Stock Market’s Good News – GDP Growth Better Than Reported

The GDP news reports say, “Recession, maybe.” However, the actual news is, “Growth!” Why the difference? Over-reliance on the “real” (inflation-adjusted) calculation. That latter number is misleading to stock market investors. Here are the problems:

First, stocks are valued on current dollar results and expectations. If a company’s sales rise by 10% with one-half being due to price rises, that’s a sign of strength – a measure of “pricing power.” Following, the company’s earnings growth shows its ability to control costs, particularly resource pricing. The acid test is whether a company can maintain its profit margin – the percentage of sales that flows to earnings.

Second, the recent price index calculations have overstated “fiat inflation” – i.e., the U.S. dollar’s loss of purchasing power through increased currency (money supply).
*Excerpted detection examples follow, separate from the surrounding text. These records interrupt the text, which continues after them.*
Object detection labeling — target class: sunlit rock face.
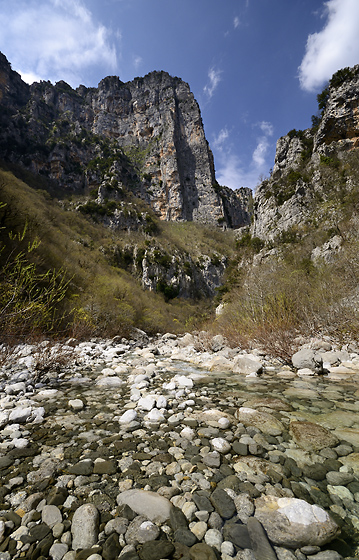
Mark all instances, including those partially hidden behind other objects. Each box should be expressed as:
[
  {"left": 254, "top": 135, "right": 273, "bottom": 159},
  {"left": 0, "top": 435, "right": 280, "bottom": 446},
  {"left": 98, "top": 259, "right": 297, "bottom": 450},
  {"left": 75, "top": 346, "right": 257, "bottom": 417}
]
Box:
[{"left": 0, "top": 55, "right": 252, "bottom": 228}]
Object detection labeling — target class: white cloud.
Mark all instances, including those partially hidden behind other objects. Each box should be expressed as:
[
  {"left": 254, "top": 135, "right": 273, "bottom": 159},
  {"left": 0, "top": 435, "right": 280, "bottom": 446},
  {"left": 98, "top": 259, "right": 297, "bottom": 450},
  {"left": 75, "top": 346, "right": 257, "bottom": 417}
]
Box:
[
  {"left": 213, "top": 127, "right": 229, "bottom": 149},
  {"left": 133, "top": 56, "right": 143, "bottom": 70},
  {"left": 299, "top": 0, "right": 359, "bottom": 91},
  {"left": 258, "top": 121, "right": 273, "bottom": 136},
  {"left": 212, "top": 121, "right": 273, "bottom": 189},
  {"left": 0, "top": 0, "right": 117, "bottom": 86},
  {"left": 203, "top": 66, "right": 222, "bottom": 98}
]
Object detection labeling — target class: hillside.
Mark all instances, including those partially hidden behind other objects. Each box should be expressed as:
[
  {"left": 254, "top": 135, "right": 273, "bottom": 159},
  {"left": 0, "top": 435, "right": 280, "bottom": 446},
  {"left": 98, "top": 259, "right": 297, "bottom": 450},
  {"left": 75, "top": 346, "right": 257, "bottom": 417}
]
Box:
[
  {"left": 217, "top": 66, "right": 359, "bottom": 358},
  {"left": 0, "top": 55, "right": 359, "bottom": 350},
  {"left": 0, "top": 49, "right": 251, "bottom": 229}
]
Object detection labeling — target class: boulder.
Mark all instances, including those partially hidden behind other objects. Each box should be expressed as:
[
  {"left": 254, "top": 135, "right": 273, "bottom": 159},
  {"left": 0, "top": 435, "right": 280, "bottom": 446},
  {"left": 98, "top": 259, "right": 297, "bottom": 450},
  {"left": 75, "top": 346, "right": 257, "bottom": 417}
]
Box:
[
  {"left": 289, "top": 421, "right": 339, "bottom": 451},
  {"left": 254, "top": 496, "right": 340, "bottom": 548},
  {"left": 71, "top": 504, "right": 99, "bottom": 550},
  {"left": 234, "top": 407, "right": 284, "bottom": 436},
  {"left": 233, "top": 356, "right": 263, "bottom": 375},
  {"left": 292, "top": 348, "right": 323, "bottom": 373},
  {"left": 117, "top": 490, "right": 173, "bottom": 523}
]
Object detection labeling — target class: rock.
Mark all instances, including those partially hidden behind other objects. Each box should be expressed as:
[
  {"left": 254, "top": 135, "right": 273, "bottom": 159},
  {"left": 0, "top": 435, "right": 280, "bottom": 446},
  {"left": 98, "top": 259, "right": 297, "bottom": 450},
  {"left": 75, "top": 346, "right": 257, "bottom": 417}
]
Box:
[
  {"left": 234, "top": 494, "right": 254, "bottom": 523},
  {"left": 326, "top": 471, "right": 354, "bottom": 486},
  {"left": 69, "top": 399, "right": 84, "bottom": 412},
  {"left": 117, "top": 490, "right": 173, "bottom": 523},
  {"left": 137, "top": 395, "right": 156, "bottom": 412},
  {"left": 189, "top": 543, "right": 217, "bottom": 560},
  {"left": 243, "top": 397, "right": 293, "bottom": 412},
  {"left": 289, "top": 421, "right": 339, "bottom": 451},
  {"left": 118, "top": 409, "right": 137, "bottom": 424},
  {"left": 292, "top": 348, "right": 323, "bottom": 373},
  {"left": 71, "top": 504, "right": 99, "bottom": 550},
  {"left": 93, "top": 458, "right": 117, "bottom": 474},
  {"left": 204, "top": 529, "right": 223, "bottom": 552},
  {"left": 137, "top": 520, "right": 160, "bottom": 543},
  {"left": 233, "top": 356, "right": 263, "bottom": 375},
  {"left": 102, "top": 533, "right": 122, "bottom": 560},
  {"left": 69, "top": 459, "right": 93, "bottom": 476},
  {"left": 254, "top": 496, "right": 340, "bottom": 548},
  {"left": 210, "top": 438, "right": 231, "bottom": 453},
  {"left": 247, "top": 517, "right": 277, "bottom": 560},
  {"left": 191, "top": 521, "right": 208, "bottom": 546},
  {"left": 105, "top": 517, "right": 128, "bottom": 535},
  {"left": 223, "top": 522, "right": 252, "bottom": 548},
  {"left": 49, "top": 543, "right": 69, "bottom": 560},
  {"left": 96, "top": 377, "right": 124, "bottom": 389},
  {"left": 9, "top": 406, "right": 32, "bottom": 424},
  {"left": 235, "top": 407, "right": 285, "bottom": 436},
  {"left": 42, "top": 505, "right": 62, "bottom": 528},
  {"left": 173, "top": 524, "right": 198, "bottom": 546},
  {"left": 139, "top": 541, "right": 175, "bottom": 560},
  {"left": 210, "top": 488, "right": 237, "bottom": 519}
]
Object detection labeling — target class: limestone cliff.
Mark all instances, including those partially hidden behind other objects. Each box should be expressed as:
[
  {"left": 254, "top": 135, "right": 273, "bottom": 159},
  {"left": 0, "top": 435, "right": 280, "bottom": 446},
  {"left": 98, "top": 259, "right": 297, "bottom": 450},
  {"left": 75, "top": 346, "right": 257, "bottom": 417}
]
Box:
[{"left": 0, "top": 55, "right": 251, "bottom": 227}]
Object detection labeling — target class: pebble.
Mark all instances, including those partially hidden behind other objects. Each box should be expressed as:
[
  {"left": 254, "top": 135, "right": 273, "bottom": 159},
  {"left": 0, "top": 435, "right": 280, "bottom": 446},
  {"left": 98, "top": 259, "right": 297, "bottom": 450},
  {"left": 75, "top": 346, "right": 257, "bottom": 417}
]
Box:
[{"left": 0, "top": 335, "right": 359, "bottom": 560}]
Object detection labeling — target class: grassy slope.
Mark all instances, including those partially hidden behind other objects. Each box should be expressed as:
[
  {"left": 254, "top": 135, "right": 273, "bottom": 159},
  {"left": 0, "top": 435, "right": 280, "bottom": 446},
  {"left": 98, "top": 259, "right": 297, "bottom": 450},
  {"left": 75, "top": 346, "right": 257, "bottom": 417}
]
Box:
[{"left": 0, "top": 162, "right": 233, "bottom": 336}]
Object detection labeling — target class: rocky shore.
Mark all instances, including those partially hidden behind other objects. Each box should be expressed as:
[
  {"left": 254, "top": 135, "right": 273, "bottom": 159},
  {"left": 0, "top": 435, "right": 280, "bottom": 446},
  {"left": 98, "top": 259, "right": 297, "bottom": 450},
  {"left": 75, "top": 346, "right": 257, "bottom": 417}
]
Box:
[{"left": 0, "top": 333, "right": 359, "bottom": 560}]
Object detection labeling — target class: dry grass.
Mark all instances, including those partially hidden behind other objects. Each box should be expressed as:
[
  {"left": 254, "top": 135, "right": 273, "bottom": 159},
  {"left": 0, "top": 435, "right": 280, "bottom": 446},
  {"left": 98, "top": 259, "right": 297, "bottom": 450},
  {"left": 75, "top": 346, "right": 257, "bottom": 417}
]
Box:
[{"left": 0, "top": 165, "right": 217, "bottom": 338}]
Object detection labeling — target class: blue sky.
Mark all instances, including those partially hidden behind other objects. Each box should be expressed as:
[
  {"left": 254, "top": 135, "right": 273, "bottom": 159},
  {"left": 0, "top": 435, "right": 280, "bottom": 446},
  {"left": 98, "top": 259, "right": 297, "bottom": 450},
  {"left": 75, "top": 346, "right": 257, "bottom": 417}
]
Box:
[{"left": 0, "top": 0, "right": 359, "bottom": 188}]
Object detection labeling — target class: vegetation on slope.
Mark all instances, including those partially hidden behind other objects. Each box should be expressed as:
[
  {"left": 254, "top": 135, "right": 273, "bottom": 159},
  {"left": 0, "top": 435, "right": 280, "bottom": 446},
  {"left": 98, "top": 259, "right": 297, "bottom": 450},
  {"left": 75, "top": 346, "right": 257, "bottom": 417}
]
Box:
[
  {"left": 213, "top": 150, "right": 359, "bottom": 361},
  {"left": 0, "top": 166, "right": 233, "bottom": 339}
]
Included in the overall number currently are price increases from Covid recoveries (e.g., airline fares) and supply constraints (e.g., vehicle prices). Moreover, these short-term increases are beginning to stabilize and even reverse.

Third, the Federal Reserve’s abnormally low interest rate policy dampens economic growth – rising rates now are boosting it. That effect is visible by examining the tepid GDP growth during the two Greenspan low-rate experiments and, especially, the overlong Bernanke-Yellen-Powell experiment. Why? Those economists focused on borrowers, not on investors – the multiple $trillions held by millions of individuals and thousands of organizations that depend on interest income. Without it, their spending is reduced. Moreover, the economists also overrode capitalism’s key strength – the allocation of capital assets based on market pricing. Without it, capital flows to weaker uses, particularly financial gamesmanship and enrichment (i.e., non-economic growth).

This long-term, four-quarter GDP growth graph shows the results. The latest (through June) was 10.1%.

The bottom line – The economy is looking good

And that means the stock market is attractive. Will there be a growth slowdown as interest rates rise further? Not from a stock investor’s standpoint. Expect sales and earnings to rise. Moreover, financial “cleverness” based on cheap money will diminish, with over-leveraged funds losing their reason for being.